フォーラムの歩き方

会場に一歩足を踏み入れると、企業ブースがずらりと並び、それぞれ数名の説明担当者が待ち構える――お馴染の転職フォーラムの光景ですが、思わず気圧される思いをしたことはありませんか。
今までフォーラムに参加して、転職を成功させた方達から寄せられたよくある質問をご紹介します。
ぜひ参考にしてみてくださいね。

フォーラムは企業側と参加者との情報交換の場です
――スムーズな面談に役立つ事前登録、履歴書・職務経歴書

転職応援フォーラムはどういう形で行われるのですか。
形式はいろいろあると思いますが、今回のフォーラムは技術者から営業・事務職まで幅広く募集する企業がブースに並んでおり、それぞれ自社全体あるいは募集職種に関連する事業分野を紹介しています。説明者は採用部門だけでなく事業部門の担当者が詰めていることがほとんどで、かなり突っ込んだ質問にも答えてくれます。
フォーラムの事前登録は必要ですか。
事前登録はなくても参加できます。ただ、当日参加の方には(企業ブ−ス)訪問シートを会場で記入して頂くので、時間の有効利用のためにも事前登録をお勧めします。
面談の時、訪問シートの他に履歴書や業務経歴書も必要でしょうか。
自分自身の情報を整理し、面談をスムーズに運ぶためには用意しておいた方がベターですが、必須ではありません。
企業ブースではどんなことが行われているのですか。面談は「面接」と同じですか。
いえ、面接ではありません。一般的には企業側が事業と業務内容、必要な技術要件などを説明し、参加者は自分のスキルと諸条件がマッチするかどうか質問します。いわば情報交換の場と考えた方が良いでしょう。服装もビジネスカジュアルが無難ですが、ポロシャツ姿で十分です。

「埋もれた人材を発掘したい」が企業の本音です
――迷ったら「キャリア相談コーナー」を活用する

有名企業がずらりと並んでいると、「果たして自分の技術レベルで通用するのか」、「ベンチャー企業での経験しかないので笑われはしないか」と気後れしてしまいそうですが。
「“使える人材”を発掘したい」というのが参画企業の本音ですから、どんな企業に勤めているか(いたか)は重要ではありません。やはり重視するのはスキルや資質、業務経歴です。技術レベルや経験度についても、企業側は「現時点で要求レベルに達してなくても、将来モノになりそうな人材なら採りたい」という構えですから、懇切に応対してくれます。
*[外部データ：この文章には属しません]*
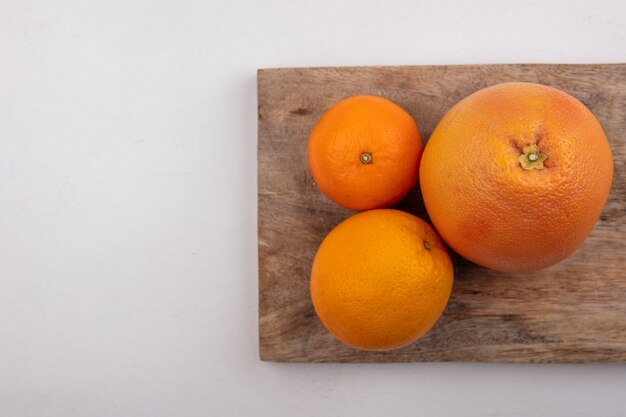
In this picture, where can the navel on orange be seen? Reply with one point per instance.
(381, 279)
(515, 176)
(364, 152)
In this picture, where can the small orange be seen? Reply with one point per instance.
(515, 176)
(380, 279)
(364, 152)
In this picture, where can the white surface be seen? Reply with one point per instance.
(128, 269)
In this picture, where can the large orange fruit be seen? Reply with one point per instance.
(515, 176)
(380, 279)
(364, 152)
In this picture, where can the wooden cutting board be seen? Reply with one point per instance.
(572, 312)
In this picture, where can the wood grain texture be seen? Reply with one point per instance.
(572, 312)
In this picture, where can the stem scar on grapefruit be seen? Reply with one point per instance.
(515, 176)
(364, 153)
(381, 279)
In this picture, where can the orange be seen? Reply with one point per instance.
(380, 279)
(364, 152)
(515, 176)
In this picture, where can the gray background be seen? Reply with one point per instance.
(128, 269)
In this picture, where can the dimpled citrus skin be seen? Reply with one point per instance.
(374, 283)
(358, 125)
(492, 211)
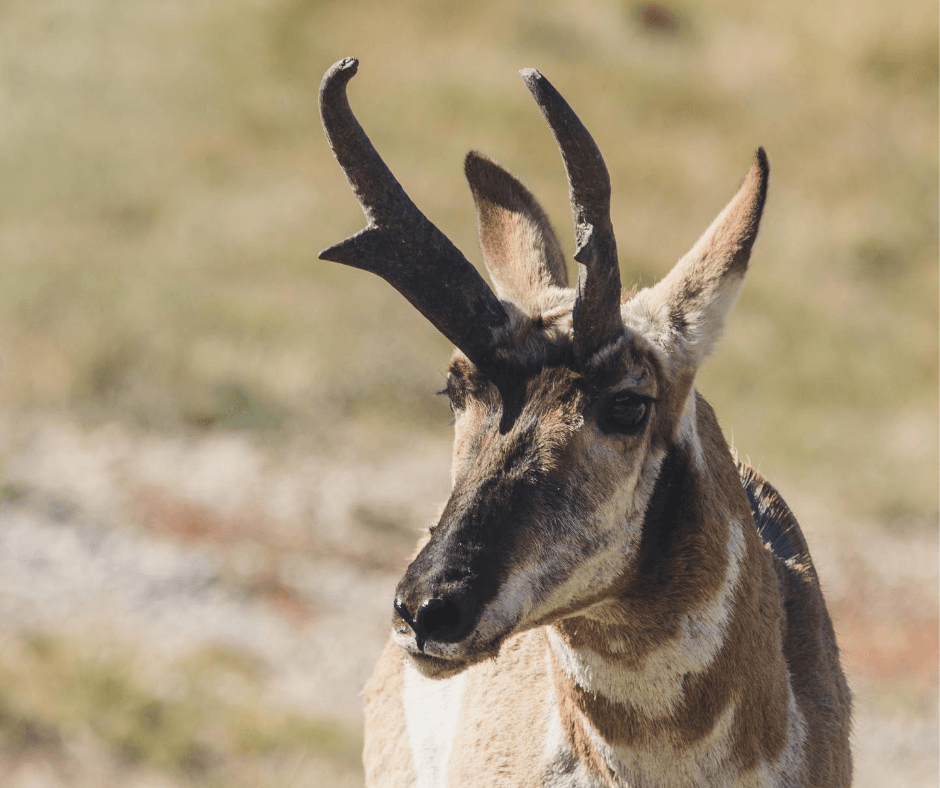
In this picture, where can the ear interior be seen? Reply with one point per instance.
(520, 248)
(688, 308)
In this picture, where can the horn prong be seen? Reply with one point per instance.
(399, 243)
(597, 320)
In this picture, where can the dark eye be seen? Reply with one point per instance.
(625, 413)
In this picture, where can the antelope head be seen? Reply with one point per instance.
(566, 400)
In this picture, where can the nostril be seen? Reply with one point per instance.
(438, 617)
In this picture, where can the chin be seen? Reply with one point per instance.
(435, 667)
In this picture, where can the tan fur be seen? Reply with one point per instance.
(644, 612)
(386, 761)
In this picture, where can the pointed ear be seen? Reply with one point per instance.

訪問企業の的を絞れていないなら、むしろ開き直って「情報収集の場」と思ったら如何でしょうか。

面談しただけでは「応募」にはなりません
――決意したら改めて応募手続きを

面談でかなり良い感触を得たので、企業側から連絡があると思っていたのに、何もコンタクトがなかった―と失望していた人がいましたが。
訪問シートを提出しても応募したことにはなりません。面談の結果、応募の決意を固めたら、改めて企業の採用部門に申し込む必要があります。応募の方法をその担当者に聞くか、日経キャリアNETのサイトでチェックして下さい。
転職意思が明確でなく、「条件次第で転職を考えてもいいな」くらいの軽い気持で参加するのは場違いですか。それと、現在勤務している企業が出展していると行きにくいですね。
転職意思は漠然としていても、現在のご自身の技術・スキルの市場価値の再確認、将来の企業動向と自分を伸ばす可能性を発見する場として、フォーラムを活用したら良いと思います。また、勤務中の企業が出展していても、そのブースに行かない限り分かりません。ブースの配置も示しているのでニアミスも防げます。

視野を広げるという“ゆとりの姿勢”で新たな展望を
――より良い仕事に遭遇するには、フォーラムを何度でも賢く利用する

一度参加して、その時はマッチする企業がなかったのですが、また参加しても差し支えないですか。
全く問題ありません。ご自身の技術・スキルが向上し経験も深まっているはずです。一方、企業側でも採用ニーズが変わっていきます。要件がマッチすれば、転職慣れした人より歓迎されるのではないでしょうか。
最後に、こうしたフォーラムに参加する際の心構えを教えて下さい。
不況期に憧れの企業に入れなかった方、なんとなく行き詰っている方、それでも転職を漠然としかイメージ出来ない方々にお勧めしたいです。「この企業に転職したい」と最初から的を絞っている転職希望者よりも、むしろ、「どんな企業が何をしようとしてどういう人材を集めようとしているのか」を情報収集するくらいの姿勢の方が良いのです。その方が自然体で視野が広がり、自分自身の市場価値の再発見とともに、自分にぴったり合った企業との遭遇も期待できるのです。